Even president's powers limited
To the Editor:
Should a Martian suddenly find himself in our country and observe the media frenzy of the race for president, it seems to me that he would think that we believe that our total future depends on whomever is elected.
Probably it would appear that we believe we would have no food, no job, and would not draw another breath if our favorite candidate should not be elected.
Actually, in our wonderful government, the man/woman in the president's office has limitations on what he/she can achieve. The president can make no laws without the approval of the Congress. Certainly, the occupant of that office has great influence and has power over many people, but with the "checks and balances" built in to our government by those wise men years ago, we will keep the leadership of our land out of the reach of one man/woman.

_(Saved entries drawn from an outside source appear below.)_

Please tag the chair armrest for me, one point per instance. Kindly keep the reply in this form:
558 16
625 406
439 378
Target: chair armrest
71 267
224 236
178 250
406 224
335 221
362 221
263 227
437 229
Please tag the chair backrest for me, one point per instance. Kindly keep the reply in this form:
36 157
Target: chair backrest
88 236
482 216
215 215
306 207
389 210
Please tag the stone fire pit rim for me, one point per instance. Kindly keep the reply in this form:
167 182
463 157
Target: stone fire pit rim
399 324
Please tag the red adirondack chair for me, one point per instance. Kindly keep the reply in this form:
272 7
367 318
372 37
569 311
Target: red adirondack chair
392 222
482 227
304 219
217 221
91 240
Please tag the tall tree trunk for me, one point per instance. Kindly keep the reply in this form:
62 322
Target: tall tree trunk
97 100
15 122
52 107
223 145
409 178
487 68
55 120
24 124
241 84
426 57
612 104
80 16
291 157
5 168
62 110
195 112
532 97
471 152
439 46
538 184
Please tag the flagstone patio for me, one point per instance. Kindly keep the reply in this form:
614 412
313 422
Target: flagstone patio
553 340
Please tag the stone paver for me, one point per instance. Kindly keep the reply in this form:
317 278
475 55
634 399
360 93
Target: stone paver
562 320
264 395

An example of this was brought home to me recently. While we were in Florida I saw their Gov. Crist speaking on a proposal concerning taxes that he wanted the legislature to enact into law. He was out "beating the bushes" from cities to hamlets gathering support for this bill.
Watching this, I asked if that proposed bill wasn't one of his main planks in the platform that got him elected. Yes, I was told, I did remember right. He did promise that if elected he would bring this new law into operation.

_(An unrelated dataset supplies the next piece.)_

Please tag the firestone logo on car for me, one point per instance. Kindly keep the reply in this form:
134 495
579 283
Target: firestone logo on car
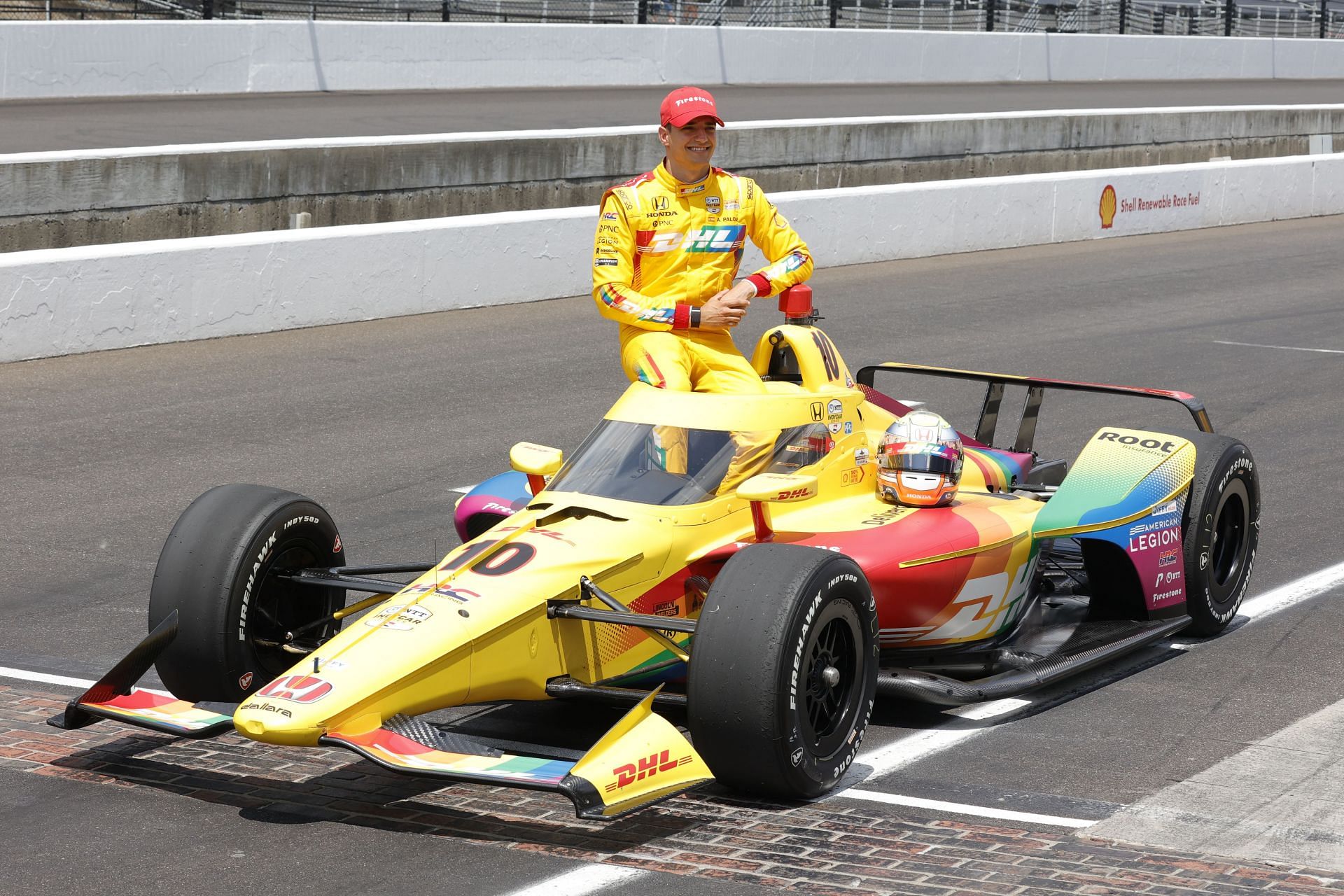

After being elected, he learned, as have so many other elected officials, that he has limited ability to bring about any program without the elected representatives' approval. Only they enact laws.
Just maybe, we need to carefully select our representatives: senators, councilmen, school board members, etc. and then vote for those who best represent us and to those who have the power of making laws. They are the ones with the real ability to change our lives.